A long-suffering Clovis makes a leap into radiopharmaceuticals, paying $12M in cash to beef up the pipeline
In the 17 months since Clovis won an approval for their PARP drug Rubraca, the reality of anemic sales revenue against a backdrop of major league competition has crushed its shares and raised doubts about its future. So now it’s going about the business of adding new candidates to the pipeline that might help inspire some renewed enthusiasm for the company.
Monday morning Clovis reported that it is handing over $12 million in upfront payments to Berlin-based 3B Pharmaceuticals to nab rights to preclinical radiopharmaceuticals. And the Boulder, CO-based biotech says it plans to steer the first drug to the clinic in the second half of next year.
Their new target is fibroblast activation protein alpha, or FAP, which is expressed on a broad range of tumors. Researchers at Clovis plan to expand on that with additional drugs spawned on the 3BP platform, as the US biotech takes responsibility for covering the work of a “limited” number of the German company’s investigators. 3BP is keeping European rights to their drugs, while Clovis takes the US and most of the rest of the world.

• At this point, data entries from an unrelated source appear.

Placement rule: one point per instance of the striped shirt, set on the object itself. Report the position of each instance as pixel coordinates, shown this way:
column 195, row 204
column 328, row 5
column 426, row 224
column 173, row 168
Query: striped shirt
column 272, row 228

Two years ago, when Rubraca was being guided through an added FDA approval, investors’ hopes were running high on Clovis. But in its latest quarterly update the company conceded that it managed to eke out only $33 million in sales. AstraZeneca has dominated the PARP field, though GSK believes they can break out of their niche after buying Tesaro and compete for a much larger share of the pie. Pfizer is also in the game.
Novartis has helped spotlight the radiopharmaceutical field with a series of new investments. Late last year, weeks after the pharma giant snapped up Endocyte and its radioisotope drug Lu-PSMA-617 in a $2.1 billion deal — adding it to the Advanced Accelerator Applications group it acquired a little more than a year ago for $3.9 billion — its dealmaking crew added global rights to a new radiopharmaceutical called FF-10158 for oncology indications.
Clovis, though, has a history of over promising and underperforming. For 4 critical months in 2015, Clovis and its executives — led by CEO Patrick Mahaffy — maintained that their cancer drug roci had performed beautifully in clinical trials, with a 60% efficacy rate that blew the analysts away. That’s what they told investors, raising $298 million with a fat stock price in July of 2015. The SEC called their ORR out as a lie, though Mahaffy and the company were able to settle the charges by paying some light fines.
“Targeted radiopharmaceutical therapy represents a next frontier in oncology drug development, with potential application across multiple tumor types. In particular, FAP represents a very compelling target given its overexpression across numerous tumor types and limited expression in healthy tissue,” said Mahaffy in a statement.